The man who owns the shawl, and who claims to have proven the case against Kosminski, is one Russell Edwards. A reader has directed my attention to an interview with Edwards on Jim Harold's Paranormal Podcast. (Harold put Edwards on his show even though these claims have nothing to do with the paranormal.)
Edwards makes an excellent impression. Soft-spoken, modest, and intelligent, he provides reasonable answers to some of the issues raised by critics. For example, he says that a policeman did not (as previously reported) secretly snatch up the shawl at the crime scene. Rather, this policeman got permission to take the item as a souvenir after Eddowes was given an autopsy.

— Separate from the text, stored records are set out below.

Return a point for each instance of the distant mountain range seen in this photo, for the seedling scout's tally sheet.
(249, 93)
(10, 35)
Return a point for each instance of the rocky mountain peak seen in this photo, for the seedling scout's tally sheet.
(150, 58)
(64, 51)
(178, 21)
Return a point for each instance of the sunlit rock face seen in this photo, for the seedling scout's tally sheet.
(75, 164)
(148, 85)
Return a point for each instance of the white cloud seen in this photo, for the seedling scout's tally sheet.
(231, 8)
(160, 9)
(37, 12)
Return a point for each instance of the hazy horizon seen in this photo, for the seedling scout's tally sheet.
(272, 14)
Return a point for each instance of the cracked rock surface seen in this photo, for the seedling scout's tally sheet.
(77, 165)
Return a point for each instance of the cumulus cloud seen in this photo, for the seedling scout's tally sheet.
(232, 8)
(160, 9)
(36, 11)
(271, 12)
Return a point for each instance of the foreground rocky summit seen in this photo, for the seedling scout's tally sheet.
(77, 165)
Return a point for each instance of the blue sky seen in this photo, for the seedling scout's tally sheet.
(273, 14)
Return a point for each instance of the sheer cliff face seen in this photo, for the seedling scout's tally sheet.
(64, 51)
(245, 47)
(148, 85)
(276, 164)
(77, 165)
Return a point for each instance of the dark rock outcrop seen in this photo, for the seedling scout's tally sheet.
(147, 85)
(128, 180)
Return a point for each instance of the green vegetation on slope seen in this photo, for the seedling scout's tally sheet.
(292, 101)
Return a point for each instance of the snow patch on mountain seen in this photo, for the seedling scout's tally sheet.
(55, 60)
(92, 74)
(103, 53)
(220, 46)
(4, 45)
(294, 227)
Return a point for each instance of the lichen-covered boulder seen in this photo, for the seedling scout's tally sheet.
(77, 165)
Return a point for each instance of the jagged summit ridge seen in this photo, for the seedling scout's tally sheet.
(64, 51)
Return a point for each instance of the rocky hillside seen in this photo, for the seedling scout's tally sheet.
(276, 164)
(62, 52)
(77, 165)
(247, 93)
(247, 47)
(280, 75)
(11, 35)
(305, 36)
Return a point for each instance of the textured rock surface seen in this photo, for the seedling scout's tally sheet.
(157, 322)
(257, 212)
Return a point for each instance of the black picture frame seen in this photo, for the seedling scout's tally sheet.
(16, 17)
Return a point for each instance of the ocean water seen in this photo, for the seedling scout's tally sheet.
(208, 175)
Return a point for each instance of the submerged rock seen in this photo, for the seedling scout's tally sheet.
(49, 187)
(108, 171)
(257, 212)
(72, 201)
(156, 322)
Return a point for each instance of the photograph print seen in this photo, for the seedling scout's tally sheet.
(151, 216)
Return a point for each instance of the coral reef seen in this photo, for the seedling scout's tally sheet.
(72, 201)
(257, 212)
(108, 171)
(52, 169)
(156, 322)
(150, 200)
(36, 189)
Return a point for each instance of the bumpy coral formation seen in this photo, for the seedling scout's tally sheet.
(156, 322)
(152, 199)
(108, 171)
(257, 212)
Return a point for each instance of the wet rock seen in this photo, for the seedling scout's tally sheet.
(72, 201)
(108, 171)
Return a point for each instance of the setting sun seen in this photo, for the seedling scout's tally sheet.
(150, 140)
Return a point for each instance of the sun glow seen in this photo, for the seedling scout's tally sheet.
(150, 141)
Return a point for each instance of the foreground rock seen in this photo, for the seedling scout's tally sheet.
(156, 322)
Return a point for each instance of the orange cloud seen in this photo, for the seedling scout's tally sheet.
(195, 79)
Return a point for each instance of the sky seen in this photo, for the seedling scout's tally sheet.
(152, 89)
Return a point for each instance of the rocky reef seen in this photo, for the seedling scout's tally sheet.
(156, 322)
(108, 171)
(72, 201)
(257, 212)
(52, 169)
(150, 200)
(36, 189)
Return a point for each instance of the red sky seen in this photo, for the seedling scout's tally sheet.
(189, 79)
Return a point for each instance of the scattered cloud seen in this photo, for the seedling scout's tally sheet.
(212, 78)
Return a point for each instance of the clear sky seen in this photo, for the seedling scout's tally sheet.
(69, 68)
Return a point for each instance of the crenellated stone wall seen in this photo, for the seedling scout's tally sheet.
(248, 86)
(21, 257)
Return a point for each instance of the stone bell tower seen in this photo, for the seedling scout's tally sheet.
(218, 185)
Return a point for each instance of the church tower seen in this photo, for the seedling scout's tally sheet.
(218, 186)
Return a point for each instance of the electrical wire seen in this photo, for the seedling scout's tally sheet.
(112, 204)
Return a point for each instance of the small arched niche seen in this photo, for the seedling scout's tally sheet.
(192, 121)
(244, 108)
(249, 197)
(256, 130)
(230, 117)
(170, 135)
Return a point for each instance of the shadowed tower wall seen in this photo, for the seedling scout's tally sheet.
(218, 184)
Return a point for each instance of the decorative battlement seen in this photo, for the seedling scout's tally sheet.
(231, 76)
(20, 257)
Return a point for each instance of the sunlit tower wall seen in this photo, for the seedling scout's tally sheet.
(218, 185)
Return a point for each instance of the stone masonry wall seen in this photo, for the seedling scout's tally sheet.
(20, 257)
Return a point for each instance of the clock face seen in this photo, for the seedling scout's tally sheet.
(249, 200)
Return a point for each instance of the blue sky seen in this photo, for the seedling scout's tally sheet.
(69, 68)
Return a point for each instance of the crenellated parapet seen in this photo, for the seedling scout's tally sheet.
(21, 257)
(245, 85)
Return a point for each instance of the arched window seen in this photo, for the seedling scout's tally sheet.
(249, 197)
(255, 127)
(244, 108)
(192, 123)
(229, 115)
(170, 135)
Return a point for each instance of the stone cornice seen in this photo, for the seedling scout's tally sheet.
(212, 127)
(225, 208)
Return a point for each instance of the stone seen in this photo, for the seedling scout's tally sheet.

Unfortunately, the Harold/Edwards interview brings up a couple of problems.
1. Russell Edwards says that the shawl is expensive and of Russian manufacture. Catherine Eddowes was desperately poor and would have sold any expensive item that happened to come into her possession. Edwards therefore reasons that the shawl belonged to Kosminski, an immigrant who had lived in Russia.
My response: Why would Kosminski carry anything like this shawl? A number of witnesses saw a man with Eddowes shortly before her murder. None of these witnesses reported that the gentleman was carrying or wearing a large, brightly-colored shawl, of the sort that only a lady would wear.
The murderer took Eddowes' white apron and deposited it at the scene of the "Goulston Street graffiti." Why would the killer leave a shawl while taking an apron? True, Kosminki was not sane -- but does that fact suffice to explain this bizarre "clothing exchange"?
2. Edwards says that a witness named Israel Schwartz identified Kosminki as the man seen with that night's previous victim, Elizabeth Stride. (Stride and Eddowes were killed on the same night.)
Schwartz, a Hungarian immigrant who spoke very little English, is a well-known and much discussed witness. Using an interpreter, he gave a statement to both the police and to a newspaper. He did indeed see someone -- perhaps two men -- with Stride fifteen minutes before her murder.
(The Schwartz/Ripper encounter was recreated -- more or less accurately! -- in the film version of From Hell.)
No previous writer has ever presented any evidence that Schwartz identified Kosminki. In all previous accounts, Schwartz spoke only of a man he did not know.
Russell Edwards says that Schwartz did finger Kosminski but refused to offer official testimony against a fellow Jew. Where is the documentary evidence for this claim? If such a document exists, how could it have escaped the attention of all "Ripperologists" before Edwards?
Not only that. It is well-known that the man with Stride shouted "Lipski" at Schwartz. According to a number of writers, "Lipski" was an all-purpose anti-Semitic insult which enjoyed a brief vogue in lower-class London, following the execution of a Jew by that name.
Kosminki was himself Jewish. My question: Would one Jew use an anti-Semitic insult to refer to another?
In modern America, as everyone knows, young black men have been known to use a certain "verboten" term when addressing each other familiarly. But I don't think that London's Jews spoke to each other in this fashion back in 1888. I may be wrong.
As always, we must take into consideration the fact Aaron Kosminski suffered from a serious mental illness, and therefore may have behaved in inexplicable ways.